An estimated two-thirds of humanity is affected by shortages of water, and sometimes water that is available is brackish or saline. People cannot drink salty water as their direct source of supply, but it can be made into freshwater in a process called desalination.
Desalination is being used more and more around the world to provide people with necessary freshwater, but many water-scarce regions also face a lack of dependable and affordable electricity. Widespread research efforts have focused on ways to desalinate seawater or brackish water using just solar power.
Here the challenge has been the fouling of equipment caused by a build-up of salt in equipment, which can add complexity and expense.
“The challenge has been the salt-fouling issue, that people haven’t really addressed."
The team of researchers from Massachusetts Institute of Technology (MIT) and Shanghai Jiao Tong University have come up with a solution to the problem of salt accumulation — and in the process developed a desalination system that is both more efficient and less expensive than previous solar desalination methods. The process could also be used to treat contaminated wastewater or to generate steam for sterilising medical instruments at remote clinics, all without any power source other than the sun.
So far, the team has proven the concept using small bench-top prototypes, so the next step will be to scale-up to devices that could have practical applications.
“There have been a lot of demonstrations of really high-performing, salt-rejecting, solar-based evaporation designs of various devices,” said Evelyn Wang, professor of mechanical engineering at MIT. “The challenge has been the salt-fouling issue, that people haven’t really addressed."
Many attempts at solar desalination systems rely on some kind of wick to draw the saline water through the device, but these wicks are vulnerable to salt accumulation and relatively difficult to clean. The team focused on developing a wick-free system instead."
The result is a layered system, with dark material at the top to absorb the heat of the sun, then a thin layer of water above a perforated layer of material, sitting atop a deep reservoir of the salty water such as a tank or a pond. Based on their calculations, a system with a one metre square collecting area is sufficient for a family’s daily drinking water needs.
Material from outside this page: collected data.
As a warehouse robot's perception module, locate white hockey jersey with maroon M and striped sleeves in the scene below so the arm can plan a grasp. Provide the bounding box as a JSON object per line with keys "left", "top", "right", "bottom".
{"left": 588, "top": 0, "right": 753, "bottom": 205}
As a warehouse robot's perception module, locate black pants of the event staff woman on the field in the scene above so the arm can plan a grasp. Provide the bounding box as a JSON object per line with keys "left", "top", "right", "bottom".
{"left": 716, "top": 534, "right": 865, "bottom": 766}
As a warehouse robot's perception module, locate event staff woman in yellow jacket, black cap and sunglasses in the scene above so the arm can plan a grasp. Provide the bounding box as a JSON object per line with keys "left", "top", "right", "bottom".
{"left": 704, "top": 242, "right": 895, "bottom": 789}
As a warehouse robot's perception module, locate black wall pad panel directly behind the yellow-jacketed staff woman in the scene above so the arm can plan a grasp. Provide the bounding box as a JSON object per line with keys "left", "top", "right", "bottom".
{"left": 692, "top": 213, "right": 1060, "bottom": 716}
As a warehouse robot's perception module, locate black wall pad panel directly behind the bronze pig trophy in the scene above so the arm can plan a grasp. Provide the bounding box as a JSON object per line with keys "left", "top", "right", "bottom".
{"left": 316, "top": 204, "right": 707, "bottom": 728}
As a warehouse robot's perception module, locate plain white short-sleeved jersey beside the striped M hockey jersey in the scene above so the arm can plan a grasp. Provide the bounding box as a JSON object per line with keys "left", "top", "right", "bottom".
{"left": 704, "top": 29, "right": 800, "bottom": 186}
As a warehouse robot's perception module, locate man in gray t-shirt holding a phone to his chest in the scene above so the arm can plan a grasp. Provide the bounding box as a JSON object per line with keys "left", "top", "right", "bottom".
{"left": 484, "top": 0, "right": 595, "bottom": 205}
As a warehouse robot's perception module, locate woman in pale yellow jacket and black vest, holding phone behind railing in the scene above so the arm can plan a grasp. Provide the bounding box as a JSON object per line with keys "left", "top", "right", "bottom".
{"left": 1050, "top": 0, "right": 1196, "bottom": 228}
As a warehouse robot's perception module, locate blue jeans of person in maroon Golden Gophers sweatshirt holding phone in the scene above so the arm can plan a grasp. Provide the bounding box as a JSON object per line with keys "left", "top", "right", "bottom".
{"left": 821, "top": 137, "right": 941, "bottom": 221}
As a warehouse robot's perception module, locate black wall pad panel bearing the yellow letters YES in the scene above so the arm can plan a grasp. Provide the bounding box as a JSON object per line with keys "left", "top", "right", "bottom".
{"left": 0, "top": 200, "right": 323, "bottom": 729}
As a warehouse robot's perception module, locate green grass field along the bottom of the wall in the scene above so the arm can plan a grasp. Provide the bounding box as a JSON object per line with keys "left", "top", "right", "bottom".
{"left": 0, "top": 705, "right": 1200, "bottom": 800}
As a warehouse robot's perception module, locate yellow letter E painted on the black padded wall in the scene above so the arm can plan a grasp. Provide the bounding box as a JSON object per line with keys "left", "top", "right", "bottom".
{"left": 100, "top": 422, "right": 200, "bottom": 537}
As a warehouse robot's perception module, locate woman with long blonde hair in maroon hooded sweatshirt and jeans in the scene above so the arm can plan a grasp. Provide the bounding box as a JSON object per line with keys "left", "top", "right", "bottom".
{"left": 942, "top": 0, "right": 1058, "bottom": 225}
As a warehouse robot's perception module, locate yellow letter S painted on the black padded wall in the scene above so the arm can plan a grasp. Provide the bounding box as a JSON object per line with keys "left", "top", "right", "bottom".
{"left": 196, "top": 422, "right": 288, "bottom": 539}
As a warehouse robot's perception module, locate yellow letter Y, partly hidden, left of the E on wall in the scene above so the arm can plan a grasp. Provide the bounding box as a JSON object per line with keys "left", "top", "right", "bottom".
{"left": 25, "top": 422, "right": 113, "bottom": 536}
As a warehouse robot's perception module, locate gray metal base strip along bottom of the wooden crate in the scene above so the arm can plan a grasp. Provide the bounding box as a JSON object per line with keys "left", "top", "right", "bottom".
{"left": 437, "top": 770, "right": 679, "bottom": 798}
They calculated that the necessary polyurethane materials for a one-square-meter device would only cost about US$4.
First uses are likely to be providing safe water in remote off-grid locations, or for disaster relief after hurricanes, earthquakes, or other disruptions of normal water supplies.
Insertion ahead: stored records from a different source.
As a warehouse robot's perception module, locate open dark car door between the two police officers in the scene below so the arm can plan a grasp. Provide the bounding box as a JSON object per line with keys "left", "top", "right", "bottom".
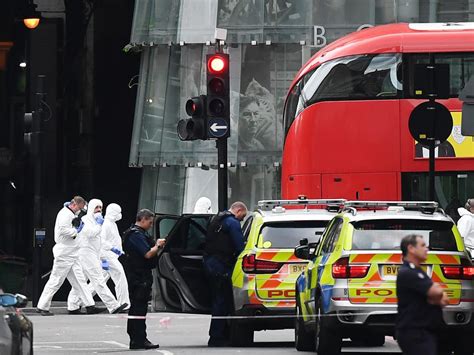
{"left": 152, "top": 214, "right": 212, "bottom": 313}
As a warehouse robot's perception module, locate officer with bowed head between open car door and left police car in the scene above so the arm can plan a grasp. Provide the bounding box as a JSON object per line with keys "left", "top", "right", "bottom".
{"left": 204, "top": 201, "right": 247, "bottom": 347}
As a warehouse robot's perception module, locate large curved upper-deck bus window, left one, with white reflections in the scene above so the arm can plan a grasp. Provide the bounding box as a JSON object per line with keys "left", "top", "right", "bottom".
{"left": 302, "top": 54, "right": 402, "bottom": 106}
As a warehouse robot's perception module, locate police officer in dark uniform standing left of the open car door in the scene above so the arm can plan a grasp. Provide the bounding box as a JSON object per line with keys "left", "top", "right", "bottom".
{"left": 123, "top": 209, "right": 165, "bottom": 349}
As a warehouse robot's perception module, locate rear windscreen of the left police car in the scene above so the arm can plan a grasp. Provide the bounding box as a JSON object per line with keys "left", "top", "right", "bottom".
{"left": 259, "top": 221, "right": 327, "bottom": 248}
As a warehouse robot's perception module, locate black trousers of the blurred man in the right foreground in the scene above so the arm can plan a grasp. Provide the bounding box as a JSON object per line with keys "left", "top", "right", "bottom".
{"left": 397, "top": 328, "right": 437, "bottom": 355}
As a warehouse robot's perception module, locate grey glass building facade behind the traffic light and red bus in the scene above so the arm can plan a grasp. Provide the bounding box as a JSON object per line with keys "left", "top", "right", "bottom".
{"left": 129, "top": 0, "right": 474, "bottom": 213}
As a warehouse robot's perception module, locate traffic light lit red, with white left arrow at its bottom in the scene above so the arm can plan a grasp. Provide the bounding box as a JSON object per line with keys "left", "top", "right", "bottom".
{"left": 206, "top": 53, "right": 230, "bottom": 138}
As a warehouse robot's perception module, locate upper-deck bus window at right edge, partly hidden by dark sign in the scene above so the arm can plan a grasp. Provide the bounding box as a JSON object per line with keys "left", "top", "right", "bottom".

The findings are described in Nature Communications journal, in a paper by Wang, along with MIT graduate student Lenan Zhang and post-doctoral researcher Xiangyu Li. The team also included Yang Zhong, Arny Leroy and Lin Zhao at MIT, and Zhenyuan Xu at Shanghai Jiao Tong University in China. The work was supported by the Singapore-MIT Alliance for Research & Technology, the US-Egypt Science & Technology Joint Fund, and used facilities supported by the National Science Foundation.